Writing Under Stress

Since I'm officially mid-move, I thought today's topic was appropriate.

It's not like we've never moved before. My live-in handyman spent the first part his adult life in the U.S. Coast Guard, and I tagged along. We never lived any one place longer than three years. A few times we moved every six months. So while it's still a pain and a chore, it's different for us than it would be for someone who's lived in the same town for forty years. But it's still time consuming and deadline oriented. And stress filled. Especially with a new puppy.

How do you find time to write at times like these?

Everyone will tell you if you want to write, you'll make the time. I'll tell you it ain't that easy. But you will find time to write something. And the important thing is to get something on the screen because you can rework and edit those words. While the words may be some of the worst you've ever written, you'll be surprised at the emotion that comes through. If you have nothing . . . well, you get the point.

If you find you can't focus enough to get into the story and characters, write yourself an email or change the color of the text in your manuscript and get personal. Vent, exult over minor victories of finally getting the linen closet packed, details of your day, whatever. As if you were journaling. Just don't call it that if you happen to be journal-phobic like yours truly.

You will be amazed at what comes out.
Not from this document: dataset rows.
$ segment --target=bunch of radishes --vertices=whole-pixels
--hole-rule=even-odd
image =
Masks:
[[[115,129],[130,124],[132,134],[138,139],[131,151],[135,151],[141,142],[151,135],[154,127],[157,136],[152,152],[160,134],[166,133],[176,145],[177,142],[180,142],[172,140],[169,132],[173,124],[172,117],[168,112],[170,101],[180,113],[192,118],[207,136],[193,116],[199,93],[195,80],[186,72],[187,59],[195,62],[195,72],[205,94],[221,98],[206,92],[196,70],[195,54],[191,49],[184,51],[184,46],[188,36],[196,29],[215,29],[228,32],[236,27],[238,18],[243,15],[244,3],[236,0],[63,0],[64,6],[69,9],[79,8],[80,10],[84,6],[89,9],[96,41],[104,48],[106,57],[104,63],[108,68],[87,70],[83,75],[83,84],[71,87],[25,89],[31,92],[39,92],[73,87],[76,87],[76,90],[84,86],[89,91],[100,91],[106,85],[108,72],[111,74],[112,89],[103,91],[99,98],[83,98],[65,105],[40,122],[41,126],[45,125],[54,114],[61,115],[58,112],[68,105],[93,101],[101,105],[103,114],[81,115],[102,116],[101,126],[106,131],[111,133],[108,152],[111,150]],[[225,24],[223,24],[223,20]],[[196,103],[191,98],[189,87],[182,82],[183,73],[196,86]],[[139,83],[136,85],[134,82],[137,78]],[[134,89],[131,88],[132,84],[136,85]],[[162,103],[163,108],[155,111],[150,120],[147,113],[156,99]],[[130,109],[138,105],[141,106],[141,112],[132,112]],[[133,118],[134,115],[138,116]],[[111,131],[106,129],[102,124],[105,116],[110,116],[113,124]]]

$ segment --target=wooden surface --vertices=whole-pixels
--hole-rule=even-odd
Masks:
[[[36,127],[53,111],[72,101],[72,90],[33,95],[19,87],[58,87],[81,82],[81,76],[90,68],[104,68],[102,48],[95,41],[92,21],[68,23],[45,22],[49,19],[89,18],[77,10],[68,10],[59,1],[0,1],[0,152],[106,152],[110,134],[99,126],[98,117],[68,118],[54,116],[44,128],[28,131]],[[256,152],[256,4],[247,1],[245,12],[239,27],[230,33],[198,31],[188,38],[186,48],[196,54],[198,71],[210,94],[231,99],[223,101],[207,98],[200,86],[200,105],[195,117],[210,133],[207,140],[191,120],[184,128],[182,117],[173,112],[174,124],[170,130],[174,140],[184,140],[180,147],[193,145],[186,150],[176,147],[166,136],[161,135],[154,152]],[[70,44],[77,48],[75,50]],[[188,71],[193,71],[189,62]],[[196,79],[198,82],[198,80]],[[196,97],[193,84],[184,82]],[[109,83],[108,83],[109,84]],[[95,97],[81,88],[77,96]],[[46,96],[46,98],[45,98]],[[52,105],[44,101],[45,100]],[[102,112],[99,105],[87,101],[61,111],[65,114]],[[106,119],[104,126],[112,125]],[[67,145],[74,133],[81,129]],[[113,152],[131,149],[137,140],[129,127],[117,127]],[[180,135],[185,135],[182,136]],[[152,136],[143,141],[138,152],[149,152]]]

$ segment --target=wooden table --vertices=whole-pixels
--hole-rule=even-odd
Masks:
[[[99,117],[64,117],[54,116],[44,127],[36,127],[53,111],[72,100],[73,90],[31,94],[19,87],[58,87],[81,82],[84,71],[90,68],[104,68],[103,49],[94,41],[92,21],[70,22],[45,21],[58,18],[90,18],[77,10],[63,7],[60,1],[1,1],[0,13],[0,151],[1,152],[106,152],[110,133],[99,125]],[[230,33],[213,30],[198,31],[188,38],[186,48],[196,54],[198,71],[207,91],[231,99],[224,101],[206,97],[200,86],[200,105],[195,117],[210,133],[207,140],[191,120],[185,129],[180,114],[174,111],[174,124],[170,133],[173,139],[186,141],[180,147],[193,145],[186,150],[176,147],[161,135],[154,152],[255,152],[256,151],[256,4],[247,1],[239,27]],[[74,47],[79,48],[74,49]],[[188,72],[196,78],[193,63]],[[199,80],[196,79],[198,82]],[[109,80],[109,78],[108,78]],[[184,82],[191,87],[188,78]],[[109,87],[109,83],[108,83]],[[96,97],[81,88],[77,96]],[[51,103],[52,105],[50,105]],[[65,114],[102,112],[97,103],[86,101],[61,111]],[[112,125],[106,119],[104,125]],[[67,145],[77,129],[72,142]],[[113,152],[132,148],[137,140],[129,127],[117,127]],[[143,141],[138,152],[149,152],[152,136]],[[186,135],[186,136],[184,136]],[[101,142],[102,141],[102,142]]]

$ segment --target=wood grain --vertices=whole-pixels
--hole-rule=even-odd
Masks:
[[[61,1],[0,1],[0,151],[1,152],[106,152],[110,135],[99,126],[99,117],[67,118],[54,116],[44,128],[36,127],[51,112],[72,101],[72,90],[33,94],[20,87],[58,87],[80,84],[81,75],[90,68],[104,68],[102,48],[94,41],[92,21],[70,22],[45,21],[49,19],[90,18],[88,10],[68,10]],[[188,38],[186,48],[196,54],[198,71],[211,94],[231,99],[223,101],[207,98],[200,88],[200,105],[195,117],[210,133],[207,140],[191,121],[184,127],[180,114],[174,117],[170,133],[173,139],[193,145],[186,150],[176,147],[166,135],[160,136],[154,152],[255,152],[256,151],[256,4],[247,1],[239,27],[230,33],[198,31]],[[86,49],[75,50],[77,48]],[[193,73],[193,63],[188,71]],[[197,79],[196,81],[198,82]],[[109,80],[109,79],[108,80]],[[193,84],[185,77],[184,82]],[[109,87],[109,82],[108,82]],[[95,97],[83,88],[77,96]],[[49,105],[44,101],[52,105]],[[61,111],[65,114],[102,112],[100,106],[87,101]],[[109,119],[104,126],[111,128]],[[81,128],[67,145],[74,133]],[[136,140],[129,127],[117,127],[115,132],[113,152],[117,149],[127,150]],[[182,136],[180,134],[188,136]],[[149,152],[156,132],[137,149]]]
Some really usable stuff that you would have missed otherwise. Your thoughts and emotions will add depth to your characters, or may bring in a subplot or two.
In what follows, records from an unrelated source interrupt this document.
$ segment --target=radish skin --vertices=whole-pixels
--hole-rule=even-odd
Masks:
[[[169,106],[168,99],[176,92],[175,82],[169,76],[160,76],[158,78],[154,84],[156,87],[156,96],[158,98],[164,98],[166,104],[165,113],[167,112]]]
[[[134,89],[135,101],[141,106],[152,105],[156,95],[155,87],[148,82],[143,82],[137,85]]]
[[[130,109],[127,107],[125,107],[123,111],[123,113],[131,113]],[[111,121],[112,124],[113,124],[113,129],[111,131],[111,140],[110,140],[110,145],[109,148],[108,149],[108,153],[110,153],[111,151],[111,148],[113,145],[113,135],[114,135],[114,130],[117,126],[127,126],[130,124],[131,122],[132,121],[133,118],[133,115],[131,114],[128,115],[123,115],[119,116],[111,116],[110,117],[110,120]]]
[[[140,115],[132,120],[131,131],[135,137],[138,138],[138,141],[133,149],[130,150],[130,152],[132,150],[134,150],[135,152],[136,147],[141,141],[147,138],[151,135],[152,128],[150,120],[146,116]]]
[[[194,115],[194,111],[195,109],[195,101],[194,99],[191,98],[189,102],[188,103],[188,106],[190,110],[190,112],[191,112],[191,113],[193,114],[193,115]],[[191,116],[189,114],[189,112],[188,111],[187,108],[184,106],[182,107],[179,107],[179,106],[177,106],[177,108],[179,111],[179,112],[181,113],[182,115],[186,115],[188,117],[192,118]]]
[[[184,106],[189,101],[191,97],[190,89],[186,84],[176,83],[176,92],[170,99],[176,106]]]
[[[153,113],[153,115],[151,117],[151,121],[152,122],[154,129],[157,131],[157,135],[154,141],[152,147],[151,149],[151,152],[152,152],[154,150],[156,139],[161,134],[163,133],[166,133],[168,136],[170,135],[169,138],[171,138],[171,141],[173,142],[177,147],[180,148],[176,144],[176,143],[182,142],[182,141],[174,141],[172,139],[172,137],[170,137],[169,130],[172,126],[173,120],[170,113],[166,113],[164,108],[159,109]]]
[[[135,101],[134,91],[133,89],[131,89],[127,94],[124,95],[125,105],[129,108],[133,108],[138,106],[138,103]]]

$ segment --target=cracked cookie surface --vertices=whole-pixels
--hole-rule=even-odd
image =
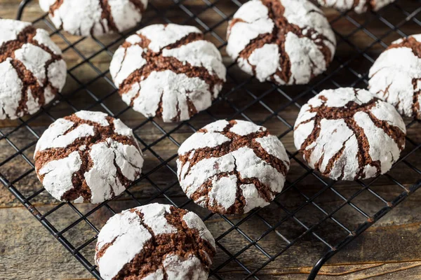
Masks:
[[[281,141],[243,120],[218,120],[178,150],[180,184],[214,213],[241,214],[272,202],[283,188],[290,161]]]
[[[100,203],[139,178],[143,158],[132,130],[101,112],[59,118],[36,143],[35,170],[58,200]]]
[[[95,261],[105,279],[208,278],[215,240],[193,212],[157,203],[118,214],[98,234]]]
[[[129,36],[109,71],[124,102],[147,118],[190,118],[210,106],[225,81],[221,54],[191,26],[154,24]]]
[[[0,19],[0,120],[37,112],[61,91],[66,71],[61,50],[46,31]]]
[[[406,129],[391,104],[365,90],[323,90],[304,105],[294,142],[308,164],[334,180],[387,172],[405,148]]]
[[[401,115],[421,120],[421,34],[392,43],[370,69],[368,88]]]
[[[122,32],[142,20],[147,0],[39,0],[58,29],[78,36]]]
[[[326,70],[336,48],[323,12],[307,0],[251,0],[234,14],[227,52],[260,82],[307,84]]]
[[[377,11],[396,0],[318,0],[320,5],[326,8],[334,8],[345,12],[352,10],[357,13],[367,10]]]

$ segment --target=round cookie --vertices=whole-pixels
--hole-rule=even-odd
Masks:
[[[234,15],[227,52],[260,82],[307,84],[326,70],[336,48],[323,12],[307,0],[251,0]]]
[[[379,10],[396,0],[318,0],[320,5],[334,8],[341,12],[352,10],[356,13]]]
[[[100,203],[138,178],[143,158],[132,130],[101,112],[55,120],[35,148],[35,170],[58,200]]]
[[[109,218],[98,234],[95,261],[107,279],[208,279],[215,240],[193,212],[157,203]]]
[[[294,142],[309,165],[333,180],[387,172],[405,147],[406,129],[389,104],[367,90],[323,90],[301,108]]]
[[[368,88],[406,117],[421,120],[421,34],[392,43],[370,69]]]
[[[244,120],[218,120],[178,149],[178,179],[189,198],[214,213],[241,214],[281,192],[290,161],[281,141]]]
[[[61,91],[66,71],[46,31],[0,19],[0,120],[37,112]]]
[[[58,29],[73,35],[122,32],[142,20],[147,0],[39,0]]]
[[[129,36],[109,71],[123,101],[135,111],[178,122],[210,106],[227,70],[219,50],[199,29],[170,24]]]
I found what works best for me is to open the place where I choose to write and leave the file or email open all day. I'm grabbing snatches of time throughout the day, some longer than others. I can just click on the file, pop in my thoughts at the moment, hit save, and I'm off and running again. After doing this a few times, I find on some days I'm actually able to jump into my character's head every once in a while.

And if it works for someone as scattered as I am these days, it will work for you.

Trust me.

4 comments:

Mary Moore said...

Good idea! I'm going to try it

I'm trying so hard to get back into writing, but finding the energy and the time are the problems.

Mark Troy said...

Sounds like a workable idea. Promise yourself no more than five minutes each time you sit down, but make the most of those five minutes.

Dick Stodghill said...

I'm always amazed at what comes out, although I never intend it to be that way.

Carol Kilgore said...

I'm usually amazed by what comes out in a normal writing day, too. Sometimes, even in a good way!